Angelus mortis

FBW-Pressetext

Josef Mengele - ein Name, der aufgrund seiner unmenschlichen Experimente stellvertretend für einen grauenhaften Zeitabschnitt der deutschen Vergangenheit steht. Ein Überlebender dieser real gewordenen Hölle ist Hugo Höllenreiner, ein Zeitzeuge von außergewöhnlichem Format. In geradezu rationaler Manier, konfrontiert Dokumentarfilmer Simon Ritzler sowohl seinen Interviewpartner als auch den Zuschauer mit einem bestialischen Teil deutscher Geschichte. Das Hinsehen wird zu einer tour de force, doch ein Wegsehen ist unmöglich.
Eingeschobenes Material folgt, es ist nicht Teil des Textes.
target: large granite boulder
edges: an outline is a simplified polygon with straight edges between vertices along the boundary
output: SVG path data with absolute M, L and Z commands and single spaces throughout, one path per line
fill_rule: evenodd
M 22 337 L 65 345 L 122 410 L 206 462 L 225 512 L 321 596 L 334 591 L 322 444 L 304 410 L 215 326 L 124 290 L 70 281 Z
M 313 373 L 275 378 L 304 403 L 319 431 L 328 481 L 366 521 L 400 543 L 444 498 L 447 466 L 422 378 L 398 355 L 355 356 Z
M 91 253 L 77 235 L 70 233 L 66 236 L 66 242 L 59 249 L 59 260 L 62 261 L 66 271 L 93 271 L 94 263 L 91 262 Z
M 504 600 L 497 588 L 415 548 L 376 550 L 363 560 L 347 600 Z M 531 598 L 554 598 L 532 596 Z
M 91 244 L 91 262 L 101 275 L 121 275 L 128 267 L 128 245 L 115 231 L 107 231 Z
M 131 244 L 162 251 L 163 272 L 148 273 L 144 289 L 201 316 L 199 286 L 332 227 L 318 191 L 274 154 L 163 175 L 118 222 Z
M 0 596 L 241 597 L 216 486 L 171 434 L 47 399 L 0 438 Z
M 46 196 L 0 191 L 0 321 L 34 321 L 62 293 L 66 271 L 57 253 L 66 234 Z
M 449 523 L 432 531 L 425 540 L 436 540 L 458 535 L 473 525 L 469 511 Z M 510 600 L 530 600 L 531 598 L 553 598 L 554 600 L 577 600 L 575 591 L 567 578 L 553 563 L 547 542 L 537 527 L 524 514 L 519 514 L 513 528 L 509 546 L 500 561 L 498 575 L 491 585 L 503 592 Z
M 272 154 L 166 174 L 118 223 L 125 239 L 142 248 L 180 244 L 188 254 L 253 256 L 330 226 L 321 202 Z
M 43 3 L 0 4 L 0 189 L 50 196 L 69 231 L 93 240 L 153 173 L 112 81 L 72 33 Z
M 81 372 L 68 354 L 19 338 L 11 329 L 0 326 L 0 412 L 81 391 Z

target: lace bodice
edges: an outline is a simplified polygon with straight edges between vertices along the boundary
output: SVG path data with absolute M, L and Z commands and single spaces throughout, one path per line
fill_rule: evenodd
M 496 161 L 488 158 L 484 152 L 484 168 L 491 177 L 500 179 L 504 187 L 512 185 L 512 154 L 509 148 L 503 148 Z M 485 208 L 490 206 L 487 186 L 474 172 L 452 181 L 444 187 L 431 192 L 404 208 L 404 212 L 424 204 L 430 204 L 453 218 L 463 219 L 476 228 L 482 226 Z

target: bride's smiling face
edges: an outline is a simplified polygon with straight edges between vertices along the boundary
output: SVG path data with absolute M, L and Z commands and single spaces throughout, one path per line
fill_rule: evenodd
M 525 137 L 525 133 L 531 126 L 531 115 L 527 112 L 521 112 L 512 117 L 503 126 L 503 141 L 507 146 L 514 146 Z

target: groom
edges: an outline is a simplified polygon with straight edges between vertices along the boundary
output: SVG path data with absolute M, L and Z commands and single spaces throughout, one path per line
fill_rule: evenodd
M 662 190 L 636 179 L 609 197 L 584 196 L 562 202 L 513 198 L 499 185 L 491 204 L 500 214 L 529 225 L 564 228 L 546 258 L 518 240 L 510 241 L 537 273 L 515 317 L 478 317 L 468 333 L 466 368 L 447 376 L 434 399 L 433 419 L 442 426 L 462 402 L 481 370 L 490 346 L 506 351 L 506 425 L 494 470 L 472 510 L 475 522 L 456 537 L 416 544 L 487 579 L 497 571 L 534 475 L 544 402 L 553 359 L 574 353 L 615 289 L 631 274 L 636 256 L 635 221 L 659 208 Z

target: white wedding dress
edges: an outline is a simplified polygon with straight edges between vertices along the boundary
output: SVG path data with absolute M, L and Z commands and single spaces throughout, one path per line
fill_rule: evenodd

Dabei findet Ritzler gelungene Wege, die Unmenschlichkeit der geschichtlichen Tatsachen mit der Menschlichkeit Höllenreiners zu kombinieren, ohne dabei eine effekthascherische Wirkung zu provozieren. Angelus mortis ist ein stilsicheres, gut recherchiertes und historisch besonders wertvolles Dokument.
Prädikat besonders wertvoll

Filminfos

Gattung:Dokumentarfilm; Kurzfilm
Regie:Simon Ritzler
Darsteller:Hugo Höllenreiner
Drehbuch:Simon Ritzler
Länge:35 Minuten
Verleih:Filmakademie Baden-Württemberg
Produktion: Filmakademie Baden-Württemberg GmbH, Simon Ritzler, Anges Landen, Martin Wippler
Förderer:Filmakademie Baden-Württemberg

Jury-Begründung

Prädikat besonders wertvoll

Es ist ein besonderes Verdienst von Simon Ritzler, mit dem Sinti Hugo Höllenreiner einen Zeitzeugen von außergewöhnlichem Format gefunden zu haben. Für den Zuschauer fast unfassbar sachlich, ja geradezu rational streng, eindrucksvoll glaubhaft und trotz aller Emotionen streng kontrolliert berichtet dieses Opfer über sein Schicksal, das sich vor über 60 Jahren in Auschwitz vollzogen hat. Vom Regisseur gut auf das lange Interview vorbereitet, ihm trotz aller Fragen nach intimen Details immer seine Würde belassend bekommen wir zum ersten Mal in dieser erschreckend realistischen Deutlichkeit ein Bild des „Todesengels von Auschwitz“, Dr. Josef Mengele.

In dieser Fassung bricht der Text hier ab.